Romania and Bulgaria are ahead of Turkey and hope to conclude negotiations with the EU before Mr Verheugen steps down.

He said there had been fears that the momentum towards the next phase of enlargement might slow but he remained confident that Romania and Bulgaria were still on track.

"In both countries I see an acceleration of reform," he said. "They have both started on judicial and administrative reform."


5. - AFP - "Turkey's FM admits snags in Azeri-Turkish pipeline project":

ANKARA / April 20, 2003

Foreign Minister Abdullah Gul admitted Sunday that problems over land expropriation and taxes in Turkey are holding up work on the construction of a major oil pipeline from Azerbaijan to Turkey's Mediterranean coast.

In an interview with the CNN-Turk channel, Gul confirmed that British oil multinational BP, the project operator of the planned Baku-Tbilisi-Ceyhan (BTC) pipeline, had complained to the Turkish government over the difficulties.

"We have recently received such a letter. They have raised certain complaints... Some expropriation affairs, some financial affairs and tax issues are creating problems," Gul said, without elaborating.

He pledged that Ankara would clear the snags in the shortest possible time.

"We have taken an extraordinarily speedy action to overcome the problems. This project is very important for us and the prime minister (Recep Tayyip Erdogan)is personally following the matter," Gul said.

His comments came atop an announcement from Baku Saturday that a hoped-for loan from the European Bank for Reconstruction and Development to finance the Azeri section of the conduit has run into problems, apparently due to widespread concerns about the
environmental impact of the project.

The announcement was seen as a blow for the 2.9-billion-dollar pipeline project to export Caspian oil to the Mediterranean, which has already been dogged by criticism from environmental groups.

The BTC pipeline, due for completion in 2005, will carry crude from Azerbaijan's sector of the Caspian Sea via Georgia to a tanker terminal at the Turkish Mediterranean port of Ceyhan.

It is backed by the United States and investors include BP, ConocoPhillips, Statoil, Unocal, Itochu, Inpex, TPAO, Eni Agip, Delta Hess and Azerbaijan's state oil company SOCAR.


6. - Kathimerini (Greece) - "Turkish FM: No plans for annexation":

Athens / 21 April 2003

In Ankara, Prime Minister Recep Tayyip Erdogan and his foreign minister, Abdullah Gul, stressed yesterday that efforts to solve the Cyprus problem would continue. Although the island’s EU accession had complicated things, they said, they hoped a solution could be reached.
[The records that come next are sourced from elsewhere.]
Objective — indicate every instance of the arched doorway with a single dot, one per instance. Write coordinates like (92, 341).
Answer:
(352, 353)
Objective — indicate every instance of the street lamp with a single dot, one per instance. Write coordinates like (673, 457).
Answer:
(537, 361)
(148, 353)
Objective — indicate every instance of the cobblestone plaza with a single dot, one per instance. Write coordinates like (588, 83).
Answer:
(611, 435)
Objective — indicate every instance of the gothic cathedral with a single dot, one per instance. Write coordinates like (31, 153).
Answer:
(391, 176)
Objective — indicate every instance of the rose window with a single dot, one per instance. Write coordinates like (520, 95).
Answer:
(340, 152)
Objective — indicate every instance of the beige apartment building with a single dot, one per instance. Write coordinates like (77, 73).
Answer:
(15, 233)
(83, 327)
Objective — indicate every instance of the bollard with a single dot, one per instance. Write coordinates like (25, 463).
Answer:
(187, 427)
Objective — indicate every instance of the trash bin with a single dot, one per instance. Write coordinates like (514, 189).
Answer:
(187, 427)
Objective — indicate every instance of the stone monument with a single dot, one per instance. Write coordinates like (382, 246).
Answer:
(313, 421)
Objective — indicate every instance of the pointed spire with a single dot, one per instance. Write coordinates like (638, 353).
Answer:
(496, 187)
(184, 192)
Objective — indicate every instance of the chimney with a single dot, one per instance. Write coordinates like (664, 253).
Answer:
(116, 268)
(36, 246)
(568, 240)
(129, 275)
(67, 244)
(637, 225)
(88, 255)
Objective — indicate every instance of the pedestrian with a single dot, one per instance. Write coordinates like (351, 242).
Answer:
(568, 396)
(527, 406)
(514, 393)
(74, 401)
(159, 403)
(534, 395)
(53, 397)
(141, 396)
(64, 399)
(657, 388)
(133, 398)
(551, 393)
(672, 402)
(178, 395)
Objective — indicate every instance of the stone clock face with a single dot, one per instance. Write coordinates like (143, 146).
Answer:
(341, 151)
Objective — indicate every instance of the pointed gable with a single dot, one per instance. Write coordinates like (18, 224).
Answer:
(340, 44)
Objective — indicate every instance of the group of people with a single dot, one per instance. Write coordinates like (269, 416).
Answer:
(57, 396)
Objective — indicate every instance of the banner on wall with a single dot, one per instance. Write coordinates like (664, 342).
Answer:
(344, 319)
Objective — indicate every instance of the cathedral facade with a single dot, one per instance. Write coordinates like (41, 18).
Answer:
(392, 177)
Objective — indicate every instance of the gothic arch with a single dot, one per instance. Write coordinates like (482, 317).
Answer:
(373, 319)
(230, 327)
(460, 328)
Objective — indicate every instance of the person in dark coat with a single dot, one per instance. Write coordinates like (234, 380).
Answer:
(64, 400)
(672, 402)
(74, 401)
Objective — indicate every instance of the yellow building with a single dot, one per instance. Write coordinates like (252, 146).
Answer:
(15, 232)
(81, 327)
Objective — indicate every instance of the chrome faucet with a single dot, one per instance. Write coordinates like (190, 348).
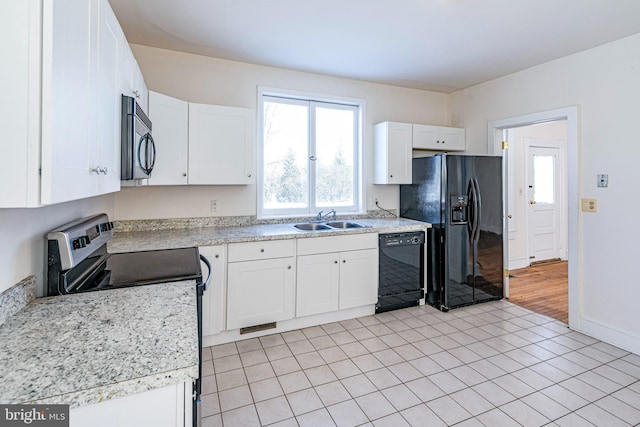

Gul said that, unlike previous governments, this one was not threatening to annex the Turkish-occupied north of Cyprus if the island joined the EU, which it is to do on May 1, 2004, following its signing an accession treaty last Wednesday.

“Our wish and our frank efforts are aimed at solving the problem within the year,” Gul told the CNN-Turk television channel. In this way, he said, the Turkish Cypriots could join the EU as the vanguard of Turkey and the Turkish language. “Our difference with former governments is that they said they would annex northern Cyprus if the Greek Cypriots joined the European Union but we will not do the same. We will keep working for a solution up to the last moment,” Gul said. His comments were re-transmitted and translated by Greece’s NET state television.

Previous governments, before Erdogan’s Justice and Development Party won an outright majority in November’s elections, had said they could annex northern Cyprus if the island joined the EU with a settlement.

Erdogan, speaking on Turkey’s private ATV channel, repeated his previous comment that “not solving the problem is not the solution.” Erdogan, however, noted that “in my opinion, a very serious mistake has been made” by the EU in what he termed including Cyprus in the group photo that was taken after Wednesday’s Accession Treaty signing. He stressed that Turkey would stick with the negotiations. “We should never be the side which escapes from negotiations, we should always put forward our attitude that we favor negotiations,” he said, the Anatolia news agency reported.

Gul said the “worst-case scenario” would be the failure to find a solution at all, thereby postponing Turkish-Cypriot entry into the EU until Turkey itself becomes a member, the Agence France-Presse quoted him saying.